Justices Send Assault Weapon, Magazine Bans Back to Lower Courts
BY Herschel Smith2 years, 5 months ago
BREAKING: SCOTUS overturns mag bans, assault weapons ban, and carry ban," Go back and redo in light of what we said in Bruen." This means: The 9th Circuit now has to apply text, history, and tradition to those anti-gun laws. pic.twitter.com/LazvjbePQH
— National Association for Gun Rights (@NatlGunRights) June 30, 2022
Several challenges to state gun laws were sent back to lower courts in light of the US Supreme Court’s landmark Second Amendment ruling limiting restrictions on firearm possession outside the home.
Known as a “GVR”—for grant, vacate, and remand—the justices often allow lower courts another shot at cases after a high court decision that could potentially change the analysis or outcome of a case.
The cases sent back Thursday include challenges to bans in New Jersey and California on high-capacity magazines that hold ten rounds or more, Maryland’s assault weapons ban, and Hawaii’s restrictions on open-carry.
In each case, the lower courts had upheld the restrictions.
The justices didn’t explain why they sent the cases back, but presumably it was to apply the new test laid out by Justice Clarence Thomas’s majority opinion in New York State & Pistol Association v. Bruen. The ruling was the Supreme Court’s first major Second Amendment case in over a decade and limited the restrictions that states can place on where gun owners can take their firearms.
Courts should look only to the constitutional text and that nation’s history of gun restrictions in determining whether a state has run afoul of the Second Amendment, Thomas wrote, adding that they should not defer to legislative determinations about whether gun restrictions are necessary for public health and safety.
“While that judicial deference to legislative interest balancing is understandable—and, elsewhere, appropriate—it is not deference that the Constitution demands here,” Thomas said.
I talked with Dave Hardy a day or two ago and asked about the status of Young v. Hawaii. He thought it would be vacated and remanded to be consistent with the findings in Bruen.
These are all the right decisions, and everybody knows it.
I hope Young is handled soon and Hawaii has to begin the process of issuing permits. Actually, I wish they would legalize open carry, consistent with the what the founders did and how they lived their lives.
But leave it to the controllers in Hawaii.
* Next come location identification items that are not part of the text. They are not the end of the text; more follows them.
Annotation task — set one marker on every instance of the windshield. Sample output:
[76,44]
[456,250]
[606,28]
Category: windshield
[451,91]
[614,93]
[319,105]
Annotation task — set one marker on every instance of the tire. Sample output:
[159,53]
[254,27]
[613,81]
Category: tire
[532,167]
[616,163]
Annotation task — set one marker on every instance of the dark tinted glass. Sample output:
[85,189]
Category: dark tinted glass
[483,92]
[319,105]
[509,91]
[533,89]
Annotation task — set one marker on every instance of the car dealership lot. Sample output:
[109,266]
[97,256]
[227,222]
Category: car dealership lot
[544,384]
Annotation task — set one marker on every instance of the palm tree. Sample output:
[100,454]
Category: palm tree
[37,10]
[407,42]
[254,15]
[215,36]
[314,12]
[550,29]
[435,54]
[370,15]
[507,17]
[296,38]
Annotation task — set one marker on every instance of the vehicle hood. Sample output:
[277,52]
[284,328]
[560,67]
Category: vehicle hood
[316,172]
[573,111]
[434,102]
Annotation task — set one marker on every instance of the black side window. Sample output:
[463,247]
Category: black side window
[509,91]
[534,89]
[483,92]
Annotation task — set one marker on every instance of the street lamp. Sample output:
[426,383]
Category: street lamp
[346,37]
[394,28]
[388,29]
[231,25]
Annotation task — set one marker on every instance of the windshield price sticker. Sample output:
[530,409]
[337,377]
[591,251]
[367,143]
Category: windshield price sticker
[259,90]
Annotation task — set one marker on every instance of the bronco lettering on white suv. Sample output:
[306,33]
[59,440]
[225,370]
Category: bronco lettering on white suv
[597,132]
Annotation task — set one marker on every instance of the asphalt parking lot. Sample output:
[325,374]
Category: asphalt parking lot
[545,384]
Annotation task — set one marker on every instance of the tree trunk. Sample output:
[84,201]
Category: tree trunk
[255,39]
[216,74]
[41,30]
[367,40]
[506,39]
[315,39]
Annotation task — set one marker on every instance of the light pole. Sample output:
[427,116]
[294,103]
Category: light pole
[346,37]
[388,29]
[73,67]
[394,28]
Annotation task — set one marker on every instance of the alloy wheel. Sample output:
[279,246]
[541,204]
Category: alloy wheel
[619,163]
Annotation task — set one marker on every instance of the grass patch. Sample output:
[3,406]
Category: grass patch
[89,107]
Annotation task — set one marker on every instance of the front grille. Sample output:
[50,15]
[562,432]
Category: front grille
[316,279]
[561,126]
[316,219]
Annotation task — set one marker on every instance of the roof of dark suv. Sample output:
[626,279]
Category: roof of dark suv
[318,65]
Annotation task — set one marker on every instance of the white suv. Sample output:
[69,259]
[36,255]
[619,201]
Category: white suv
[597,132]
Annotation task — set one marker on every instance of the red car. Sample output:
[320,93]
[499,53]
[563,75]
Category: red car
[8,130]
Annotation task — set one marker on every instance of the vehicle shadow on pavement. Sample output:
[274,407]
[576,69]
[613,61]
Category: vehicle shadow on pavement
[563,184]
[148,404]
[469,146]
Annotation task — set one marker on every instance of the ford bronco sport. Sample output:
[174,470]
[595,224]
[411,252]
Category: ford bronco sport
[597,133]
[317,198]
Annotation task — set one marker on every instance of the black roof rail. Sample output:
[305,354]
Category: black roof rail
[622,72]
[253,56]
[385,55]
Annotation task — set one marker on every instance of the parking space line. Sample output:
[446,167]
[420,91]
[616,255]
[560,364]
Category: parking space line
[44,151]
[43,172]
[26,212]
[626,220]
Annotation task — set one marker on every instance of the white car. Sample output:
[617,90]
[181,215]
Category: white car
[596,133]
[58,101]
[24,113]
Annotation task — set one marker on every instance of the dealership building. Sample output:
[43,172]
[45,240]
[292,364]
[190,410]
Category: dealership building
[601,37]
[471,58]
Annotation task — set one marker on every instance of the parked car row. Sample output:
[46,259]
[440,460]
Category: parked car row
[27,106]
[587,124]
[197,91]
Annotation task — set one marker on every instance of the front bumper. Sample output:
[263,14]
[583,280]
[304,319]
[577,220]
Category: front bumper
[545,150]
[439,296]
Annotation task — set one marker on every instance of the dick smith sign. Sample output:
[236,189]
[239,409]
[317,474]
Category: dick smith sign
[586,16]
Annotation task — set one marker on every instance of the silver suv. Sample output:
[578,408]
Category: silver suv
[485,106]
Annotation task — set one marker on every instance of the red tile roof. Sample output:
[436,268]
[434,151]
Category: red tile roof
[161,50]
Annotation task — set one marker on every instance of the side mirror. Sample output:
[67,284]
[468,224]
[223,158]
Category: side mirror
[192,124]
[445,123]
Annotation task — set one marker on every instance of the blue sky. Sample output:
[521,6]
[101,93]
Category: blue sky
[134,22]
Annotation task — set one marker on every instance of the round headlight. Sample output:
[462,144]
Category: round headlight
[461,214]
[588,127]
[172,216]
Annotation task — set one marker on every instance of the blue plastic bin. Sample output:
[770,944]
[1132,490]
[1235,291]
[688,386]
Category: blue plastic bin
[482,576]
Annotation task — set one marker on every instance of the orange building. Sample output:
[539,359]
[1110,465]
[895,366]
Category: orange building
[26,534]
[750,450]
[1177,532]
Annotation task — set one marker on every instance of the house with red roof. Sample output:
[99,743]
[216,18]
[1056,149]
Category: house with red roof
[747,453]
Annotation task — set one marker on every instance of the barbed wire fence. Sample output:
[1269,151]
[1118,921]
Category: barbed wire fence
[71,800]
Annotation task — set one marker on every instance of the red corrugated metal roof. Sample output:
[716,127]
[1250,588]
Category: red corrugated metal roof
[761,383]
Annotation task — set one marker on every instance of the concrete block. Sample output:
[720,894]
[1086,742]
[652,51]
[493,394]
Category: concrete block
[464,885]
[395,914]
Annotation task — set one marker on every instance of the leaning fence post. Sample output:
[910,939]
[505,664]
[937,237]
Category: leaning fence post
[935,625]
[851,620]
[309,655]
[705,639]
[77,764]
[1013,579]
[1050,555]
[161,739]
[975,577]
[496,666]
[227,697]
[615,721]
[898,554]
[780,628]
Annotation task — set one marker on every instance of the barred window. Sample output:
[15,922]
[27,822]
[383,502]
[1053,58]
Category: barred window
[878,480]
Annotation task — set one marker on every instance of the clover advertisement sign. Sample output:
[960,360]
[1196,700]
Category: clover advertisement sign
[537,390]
They apparently want to require that permit holders go through the same qualification that LEOs do.
The upshot is that most LEOs aren’t as good with their weapons as most permit holders I know (including me).
On June 30, 2022 at 4:30 pm, Fred said:
This is big, but, in the places in question the right has no enforcement mechanism. They are lefty hotbeds so enforcement of gun control they’ll do, but enforcement of liberty?
On June 30, 2022 at 4:47 pm, Miles said:
“But leave it to the controllers in Hawaii. They apparently want to require that permit holders go through the same qualification that LEOs do.”
Justice Thomas addressed such in the Bruen decision. at the end of Footnote 9:
“…because any permitting scheme can be put toward abusive ends, we do not rule out constitutional challenges to shall-issue regimes where, for example, lengthy wait
times in processing license applications or exorbitant fees deny ordinary
citizens their right to public carry.
Those wait times and exorbitant fees are not exclusive examples of ‘abuse’.
“Lawsuits galore….”
On July 4, 2022 at 11:02 am, PeanutButter said:
Fred, removing that enforcement balance was one of the reasons why county-based defense units were defunded in 1916 by Congress. One can’t have any real domestic resistance to the imperial Presidency and Woodrow Wilson’s idealism.
I’ve advocated for years for a re-established Militia system to not only provide a defense unit function based solely on citizen participation, but also establish the needed ancillary functions of such an organized system: a UCMJ-like regulatory aspect, as well as investigative units tasked to root out unconstitutional challenges to its mission.
Congress would have to pass legislation enabling a new special Art. III court system to handle the cases coming from these enforcement actions. Along with the other modern laws needed to give “well-regulated” a meaning consistent with what the Founding Fathers wanted with these non-federal units.
But a much stronger official and legal counterbalance to existing enforcement organizations such as the DOJ and federal enforcement agencies is sorely needed, since the Deep State has (deliberately) dropped the ball on almost every aspects of defending the Constitution and the Bill of Rights.